Labarum - Iconographic Career Under Constantine

Iconographic Career Under Constantine

Among a number of standards depicted on the Arch of Constantine, which was erected, largely with fragments from older monuments, just three years after the battle, the labarum does not appear. A grand opportunity for just the kind of political propaganda that the Arch otherwise was expressly built to present was missed. That is if Eusebius' oath-confirmed account of Constantine's sudden, vision-induced, conversion can be trusted. Many historians have argued that in the early years after the battle the emperor had not yet decided to give clear public support to Christianity, whether from a lack of personal faith or because of fear of religious friction. The arch's inscription does say that the Emperor had saved the res publica ("by greatness of mind and by instinct of divinity"). As with his predecessors, sun symbolism – interpreted as representing Sol Invictus (the Unconquered Sun) or Helios, Apollo or Mithras – is inscribed on his coinage, but in 325 and thereafter the coinage ceases to be explicitly pagan, and Sol Invictus disappears. In his Historia Ecclesiae Eusebius further reports that, after his victorious entry into Rome, Constantine had a statue of himself erected, "holding the sign of the Savior in his right hand." There are no other reports to confirm such a monument.

Whether Constantine was the first Christian emperor supporting a peaceful transition to Christianity during his rule, or an undecided pagan believer until middle age, strongly influenced in his political-religious decisions by his Christian mother St. Helena, is still in dispute among historians.

As for the labarum itself, there is little evidence for its use before 317. In the course of Constantine's second war against Licinius in 324, the latter developed a superstitious dread of Constantine's standard. During the attack of Constantine's troops at the Battle of Adrianople the guard of the labarum standard were directed to move it to any part of the field where his soldiers seemed to be faltering. The appearance of this talismanic object appeared to embolden Constantine's troops and dismay those of Licinius. At the final battle of the war, the Battle of Chrysopolis, Licinius, though prominently displaying the images of Rome's pagan pantheon on his own battle line, forbade his troops from actively attacking the labarum, or even looking at it directly.
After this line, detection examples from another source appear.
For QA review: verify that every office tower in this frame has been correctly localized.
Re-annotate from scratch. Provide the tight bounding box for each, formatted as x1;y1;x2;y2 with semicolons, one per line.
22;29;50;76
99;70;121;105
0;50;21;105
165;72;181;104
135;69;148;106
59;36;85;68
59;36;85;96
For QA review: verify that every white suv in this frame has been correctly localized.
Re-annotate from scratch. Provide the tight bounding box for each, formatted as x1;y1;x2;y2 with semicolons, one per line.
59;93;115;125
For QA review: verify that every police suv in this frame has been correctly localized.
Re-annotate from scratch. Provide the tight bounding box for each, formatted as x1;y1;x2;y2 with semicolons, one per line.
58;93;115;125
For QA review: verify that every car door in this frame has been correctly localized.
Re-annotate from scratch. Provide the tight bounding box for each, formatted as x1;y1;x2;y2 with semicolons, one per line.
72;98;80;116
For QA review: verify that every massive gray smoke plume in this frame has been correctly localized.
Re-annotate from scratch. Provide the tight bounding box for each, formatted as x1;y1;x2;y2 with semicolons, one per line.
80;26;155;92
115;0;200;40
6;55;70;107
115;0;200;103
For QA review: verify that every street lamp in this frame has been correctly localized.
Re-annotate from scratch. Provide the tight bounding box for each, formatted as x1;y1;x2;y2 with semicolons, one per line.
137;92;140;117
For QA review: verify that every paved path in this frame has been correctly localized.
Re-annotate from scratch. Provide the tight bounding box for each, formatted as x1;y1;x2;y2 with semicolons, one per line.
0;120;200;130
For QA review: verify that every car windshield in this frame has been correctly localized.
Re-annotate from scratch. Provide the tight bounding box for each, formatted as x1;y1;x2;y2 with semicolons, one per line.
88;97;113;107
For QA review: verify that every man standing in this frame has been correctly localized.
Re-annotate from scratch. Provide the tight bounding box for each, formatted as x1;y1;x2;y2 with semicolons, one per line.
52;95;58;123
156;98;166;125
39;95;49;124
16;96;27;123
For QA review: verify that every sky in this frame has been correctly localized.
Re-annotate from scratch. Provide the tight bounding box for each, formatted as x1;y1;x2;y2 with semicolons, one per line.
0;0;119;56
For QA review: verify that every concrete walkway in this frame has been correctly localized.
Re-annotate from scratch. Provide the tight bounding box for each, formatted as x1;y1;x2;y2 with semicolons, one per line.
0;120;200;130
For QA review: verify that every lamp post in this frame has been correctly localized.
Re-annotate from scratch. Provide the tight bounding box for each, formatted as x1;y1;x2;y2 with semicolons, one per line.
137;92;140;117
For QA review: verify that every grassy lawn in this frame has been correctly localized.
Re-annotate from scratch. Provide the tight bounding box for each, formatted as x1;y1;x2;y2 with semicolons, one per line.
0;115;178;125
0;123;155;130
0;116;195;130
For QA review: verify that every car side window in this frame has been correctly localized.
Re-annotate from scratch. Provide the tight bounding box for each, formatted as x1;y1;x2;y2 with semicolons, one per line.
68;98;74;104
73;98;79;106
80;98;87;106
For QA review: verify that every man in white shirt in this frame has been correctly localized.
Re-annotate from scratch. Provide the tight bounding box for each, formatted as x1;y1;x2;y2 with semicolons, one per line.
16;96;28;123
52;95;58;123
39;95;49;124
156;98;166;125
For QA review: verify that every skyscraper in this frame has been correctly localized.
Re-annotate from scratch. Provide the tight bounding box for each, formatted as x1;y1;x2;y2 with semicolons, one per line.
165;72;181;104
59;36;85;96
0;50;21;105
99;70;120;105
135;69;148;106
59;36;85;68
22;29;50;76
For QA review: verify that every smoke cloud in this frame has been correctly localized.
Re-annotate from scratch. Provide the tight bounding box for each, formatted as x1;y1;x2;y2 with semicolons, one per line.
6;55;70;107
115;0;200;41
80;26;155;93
Constantine felt that both Licinius and Arius were agents of Satan, and associated them with the serpent described in the Book of Revelation (12:9). Constantine represented Licinius as a snake on his coins.

Eusebius stated that in addition to the singular labarum of Constantine, other similar standards (labara) were issued to the Roman army. This is confirmed by the two labara depicted being held by a soldier on a coin of Vetranio (illustrated) dating from 350.